Nature Communications (Oct 2024)

Principles of paralog-specific targeted protein degradation engaging the C-degron E3 KLHDC2

  • Daniel C. Scott,
  • Suresh Dharuman,
  • Elizabeth Griffith,
  • Sergio C. Chai,
  • Jarrid Ronnebaum,
  • Moeko T. King,
  • Rajendra Tangallapally,
  • Chan Lee,
  • Clifford T. Gee,
  • Lei Yang,
  • Yong Li,
  • Victoria C. Loudon,
  • Ha Won Lee,
  • Jason Ochoada,
  • Darcie J. Miller,
  • Thilina Jayasinghe,
  • Joao A. Paulo,
  • Stephen J. Elledge,
  • J. Wade Harper,
  • Taosheng Chen,
  • Richard E. Lee,
  • Brenda A. Schulman

DOI
https://doi.org/10.1038/s41467-024-52966-3
Journal volume & issue
Vol. 15, no. 1
pp. 1 – 19

Abstract

Read online

Abstract PROTAC® (proteolysis-targeting chimera) molecules induce proximity between an E3 ligase and protein-of-interest (POI) to target the POI for ubiquitin-mediated degradation.

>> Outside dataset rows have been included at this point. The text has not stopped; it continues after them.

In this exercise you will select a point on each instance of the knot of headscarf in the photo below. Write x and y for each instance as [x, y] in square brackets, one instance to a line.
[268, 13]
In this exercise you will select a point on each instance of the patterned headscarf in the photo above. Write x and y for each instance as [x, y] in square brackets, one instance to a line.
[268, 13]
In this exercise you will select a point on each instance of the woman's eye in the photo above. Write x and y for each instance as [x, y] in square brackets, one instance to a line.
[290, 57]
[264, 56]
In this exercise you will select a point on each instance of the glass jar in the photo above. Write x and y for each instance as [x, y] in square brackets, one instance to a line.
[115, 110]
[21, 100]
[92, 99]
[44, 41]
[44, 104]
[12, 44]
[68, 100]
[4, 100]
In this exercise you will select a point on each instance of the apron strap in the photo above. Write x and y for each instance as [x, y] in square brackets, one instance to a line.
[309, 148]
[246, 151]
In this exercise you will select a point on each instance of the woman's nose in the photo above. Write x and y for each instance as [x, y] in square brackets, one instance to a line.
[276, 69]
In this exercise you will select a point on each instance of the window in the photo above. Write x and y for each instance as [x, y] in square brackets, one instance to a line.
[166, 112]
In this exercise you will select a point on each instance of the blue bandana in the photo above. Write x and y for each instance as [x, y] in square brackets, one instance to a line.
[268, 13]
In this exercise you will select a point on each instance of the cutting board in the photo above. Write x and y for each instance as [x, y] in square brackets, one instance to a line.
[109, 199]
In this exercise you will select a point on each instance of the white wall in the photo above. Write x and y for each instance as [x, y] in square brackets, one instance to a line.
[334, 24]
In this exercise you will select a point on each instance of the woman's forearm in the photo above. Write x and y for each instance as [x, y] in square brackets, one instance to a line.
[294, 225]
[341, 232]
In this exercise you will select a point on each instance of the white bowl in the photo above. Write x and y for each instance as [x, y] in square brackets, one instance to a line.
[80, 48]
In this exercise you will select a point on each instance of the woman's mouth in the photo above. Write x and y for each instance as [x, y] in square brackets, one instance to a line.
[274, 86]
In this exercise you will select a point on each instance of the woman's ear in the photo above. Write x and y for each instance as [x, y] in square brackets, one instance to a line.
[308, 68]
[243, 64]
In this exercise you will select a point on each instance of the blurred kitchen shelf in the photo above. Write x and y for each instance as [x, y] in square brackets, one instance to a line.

Cooperative E3-PROTAC-POI complexes have potential to achieve neo-substrate selectivity beyond that established by POI binding to the ligand alone. Here, we extend the collection of ubiquitin ligases employable for cooperative ternary complex formation to include the C-degron E3 KLHDC2. Ligands were identified that engage the C-degron binding site in KLHDC2, subjected to structure-based improvement, and linked to JQ1 for BET-family neo-substrate recruitment. Consideration of the exit vector emanating from the ligand engaged in KLHDC2’s U-shaped degron-binding pocket enabled generation of SJ46421, which drives formation of a remarkably cooperative, paralog-selective ternary complex with BRD3BD2. Meanwhile, screening pro-drug variants enabled surmounting cell permeability limitations imposed by acidic moieties resembling the KLHDC2-binding C-degron. Selectivity for BRD3 compared to other BET-family members is further manifested in ubiquitylation in vitro, and prodrug version SJ46420-mediated degradation in cells. Selectivity is also achieved for the ubiquitin ligase, overcoming E3 auto-inhibition to engage KLHDC2, but not the related KLHDC1, KLHDC3, or KLHDC10 E3s. In sum, our study establishes neo-substrate-specific targeted protein degradation via KLHDC2, and provides a framework for developing selective PROTAC protein degraders employing C-degron E3 ligases.